What were the terms of reference of the Rohini Commission?

  • The commission’s brief was originally to:
  • “Examine the extent of inequitable distribution of benefits of reservation among the castes or communities included in the broad category of OBCs with reference to such classes included in the Central List”;
  • “Work out the mechanism, criteria, norms and parameters in a scientific approach for sub-categorisation within such OBCs”; and
  • “Take up the exercise of identifying the respective castes or communities or sub-castes or synonyms in the Central List of OBCs and classifying them into their respective sub-categories”.
  • It was set up with a tenure of 12 weeks ending January 3, 2018, but was given repeated extensions.
  • On July 30, 2019, the commission wrote to the government that it had “noted several ambiguities in the list… [and] is of the opinion that these have to be clarified/ rectified before the sub-categorised central list is prepared”.

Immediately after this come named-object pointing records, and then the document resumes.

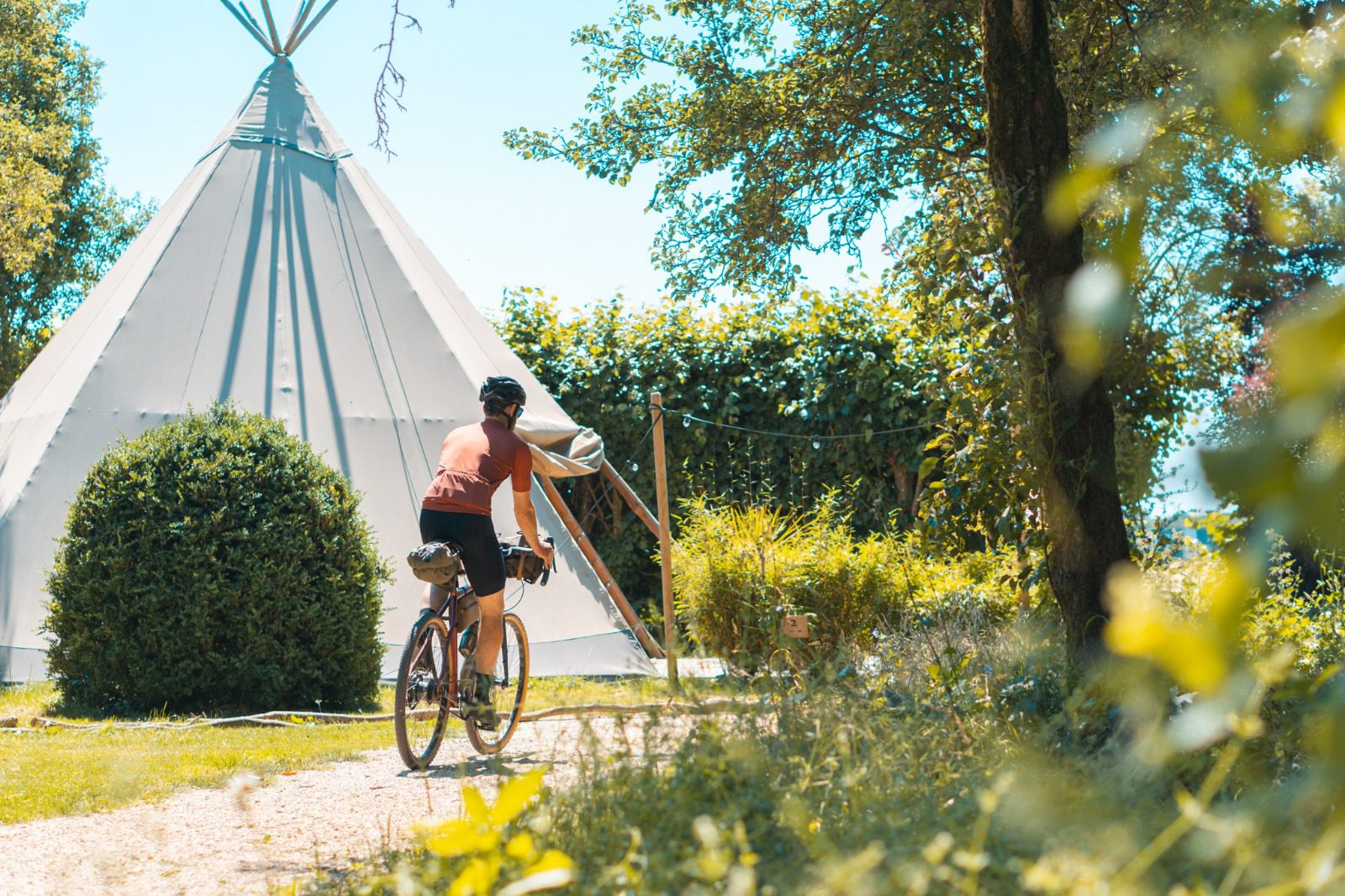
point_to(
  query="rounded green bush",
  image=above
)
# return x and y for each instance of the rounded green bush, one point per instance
(215, 562)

How did the work of the Commission proceed?

  • The commission noted the absence of data on the population of various communities to compare with their representation in jobs and admissions, and wrote to the government on December 12, 2018 asking for a budgetary provision for an all-India survey to estimate the population of various OBCs.
  • However, on March 7, 2019, three days before the schedule for the Lok Sabha elections was announced, Justice Rohini wrote to the government, saying “We have now decided not to undertake such survey at this stage.”
  • Earlier, on August 31, 2018, then Home Minister Rajnath Singh had announced that Census 2021 would also collect data for OBCs. But the census was delayed by the pandemic, and the government has not said when it might be conducted.
  • Meanwhile, OBC groups and almost all political parties barring the BJP central leadership have continued to demand a caste census.
  • In Bihar, even the BJP has backed the move — the Bihar legislature has twice unanimously passed resolutions calling for a caste census. On Tuesday (August 1), Patna High Court dismissed a challenge to the decision of the Bihar government to conduct a caste survey, paving the way for the exercise in the state.
  • In 2018, the commission analysed the data of 1.3 lakh central government jobs under the OBC quota over the preceding five years, and OBC admissions to central higher education institutions, including universities, IITs, NITs, IIMs and AIIMS, over the preceding three years.

Conclusion- The analysis showed 97% of all jobs and education seats have gone to 25% of OBC castes, and 24.95% of these jobs and seats have gone to just 10 OBC communities. As many as 983 OBC communities — 37% of the total — were found to have zero representation in jobs and educational institutions, and 994 OBC sub-castes had a representation of only 2.68% in recruitments and admissions.